Against Rent: Resource Guide
In the midst of COVID-19, the housing crisis in the UK has come to the forefront. Only delaying the notice period for evictions, the government has failed to provide general protection to renters. With many in the House of Commons supplementing their income with property, this is unsurprising. This resource guide aims to cover aspects of the housing crisis, and how we can challenge rent.
Against Rent – Five Groups to Follow
Don’t just read about the problem of rent, check out these groups.
- ACORN. One of the UK’s largest unions for renters. Since 2014 it has been organising to protect communities and their access to safe and secure housing.
- London Renters Union. Within the capitol this is the leading group for tenant organising. Given the intensity of the housing crisis in London, the organisation is central to campaigning for improved housing.
- RENT STRIKE. This organisation builds tenant power among student renters. It has many resources on organising, and a number of successful campaigns under its belt.
- Living Rent. This is Scotland’s main tenant union. Particularly relevant for those in cities like Edinburgh and Glasgow.
- Generation Rent. This group campaigns for renter interests and to ensure housing rights are protected.
Rent – Five Books
Given the risk the virus poses to frontline workers, we would encourage the purchase of ebooks rather than physical editions.
- The Rent Trap by Rosie Walker and Samir Jeraj. This 2016 book aims to give a comprehensive account of how UK housing became dominated by rent. Ideal for anyone looking at how the rent trap is maintained.
- Municipal Dreams by John Boughton. Council housing’s decline in the late 20th century is linked closely to the rise of rent. This book provides an account of public housing’s rise and fall.
- The Autonomous City by Alexander Vasudevan. Squatting is one of the strategies to demand the right to secure housing. This work provides an account of squatting’s history in Europe and North America.
- All that is Solid by Danny Dorling. Linking to Dorling’s wider work on rising inequality, this book looks at the housing crisis, and the power of the wealthy to extract rent.
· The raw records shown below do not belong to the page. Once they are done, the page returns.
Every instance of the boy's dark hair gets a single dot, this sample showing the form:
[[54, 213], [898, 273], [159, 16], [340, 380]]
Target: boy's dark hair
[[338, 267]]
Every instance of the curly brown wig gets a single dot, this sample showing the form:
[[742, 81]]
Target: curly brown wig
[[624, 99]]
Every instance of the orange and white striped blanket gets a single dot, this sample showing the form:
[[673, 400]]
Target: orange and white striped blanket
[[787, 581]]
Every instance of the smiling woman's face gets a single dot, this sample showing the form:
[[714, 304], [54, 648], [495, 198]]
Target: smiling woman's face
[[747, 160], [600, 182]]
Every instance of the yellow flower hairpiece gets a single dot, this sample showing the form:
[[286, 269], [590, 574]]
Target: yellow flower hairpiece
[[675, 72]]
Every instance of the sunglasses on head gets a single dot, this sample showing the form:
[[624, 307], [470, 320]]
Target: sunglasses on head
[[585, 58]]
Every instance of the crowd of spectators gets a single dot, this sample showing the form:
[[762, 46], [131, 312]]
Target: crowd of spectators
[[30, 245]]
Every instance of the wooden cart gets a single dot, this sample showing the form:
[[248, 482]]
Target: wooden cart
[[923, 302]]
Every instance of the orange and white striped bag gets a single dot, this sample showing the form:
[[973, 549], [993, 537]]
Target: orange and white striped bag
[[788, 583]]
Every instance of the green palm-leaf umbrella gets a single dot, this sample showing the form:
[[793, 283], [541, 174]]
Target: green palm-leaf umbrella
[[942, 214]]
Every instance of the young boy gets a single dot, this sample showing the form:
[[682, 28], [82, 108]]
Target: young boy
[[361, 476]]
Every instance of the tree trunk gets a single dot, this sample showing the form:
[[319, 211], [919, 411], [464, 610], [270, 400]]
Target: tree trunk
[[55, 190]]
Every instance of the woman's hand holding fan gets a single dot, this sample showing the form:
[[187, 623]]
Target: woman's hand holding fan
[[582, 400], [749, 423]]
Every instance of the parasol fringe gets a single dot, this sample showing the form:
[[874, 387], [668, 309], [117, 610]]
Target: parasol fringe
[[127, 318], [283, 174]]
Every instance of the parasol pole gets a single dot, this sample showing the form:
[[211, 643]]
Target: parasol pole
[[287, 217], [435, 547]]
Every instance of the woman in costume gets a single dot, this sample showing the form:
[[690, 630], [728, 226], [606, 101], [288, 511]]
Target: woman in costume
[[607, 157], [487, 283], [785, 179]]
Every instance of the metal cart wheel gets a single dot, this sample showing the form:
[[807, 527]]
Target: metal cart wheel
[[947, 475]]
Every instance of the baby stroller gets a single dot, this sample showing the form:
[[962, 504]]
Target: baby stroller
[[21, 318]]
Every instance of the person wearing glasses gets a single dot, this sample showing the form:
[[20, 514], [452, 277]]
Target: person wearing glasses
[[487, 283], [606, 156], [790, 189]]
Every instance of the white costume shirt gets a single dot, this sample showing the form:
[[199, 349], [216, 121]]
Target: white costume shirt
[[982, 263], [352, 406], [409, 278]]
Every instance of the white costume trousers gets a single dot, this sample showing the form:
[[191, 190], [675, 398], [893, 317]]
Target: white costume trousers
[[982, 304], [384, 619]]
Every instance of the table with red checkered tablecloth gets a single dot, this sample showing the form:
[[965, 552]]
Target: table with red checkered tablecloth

- Urban Warfare by Raquel Rolnik. This work analyses how housing was financialised and the long-term damage this has done to millions of working people.
Rent – Five Articles
- Can’t Pay, Won’t Pay by RENT STRIKE. This handbook provides guidance on rent strike organising, particularly for students, during COVID-19. The wider website provides excellent resources as well.
- Five rent strikes which changed the game by Dominique Hua for Red Pepper. This article provides an overview of a number of rent struggles. Inspiration for future organising.
- Coronavirus: Latest Information for Renters by ACORN. For those concerned about their housing during the ongoing pandemic, ACORN have a section providing information.
- 3 Reasons We Need Tenants Unions by London Renters Union for Novara Media. This article, by one of the leading UK renters unions, provides a number of arguments for organising as tenants.
- London Housing Struggles Archive by May Day Rooms. This is a slight cheat on our part. Rather than one article, this collection has pieces from radical housing struggles in London across the decades. It is well worth a browse.
Rent – Five Videos
- #CancelRent by Democracy Now! This report focuses on the emerging rent strikes in the US, and the failure of government officials to protect tenants.
- The UCL rent strike by Reel Media. A short documentary on the UCL Cut the Rent movement, where students successfully challenged accommodation practices and rent hikes.
- Rent Strike (1924) by British Pathé. This historic footage of striking renters in Scotland shows just how long tenant organising has been used to build power.
- The London Anarchist Group Squatting Mansions to Fight Homelessness by VICE. This documentary follows a crew of London anarchists as they organise squats in abandoned properties.
- Why you can’t afford a home in the UK by the New Economics Foundation. A short video explaining the state of the UK property market, and why so many can’t afford a home.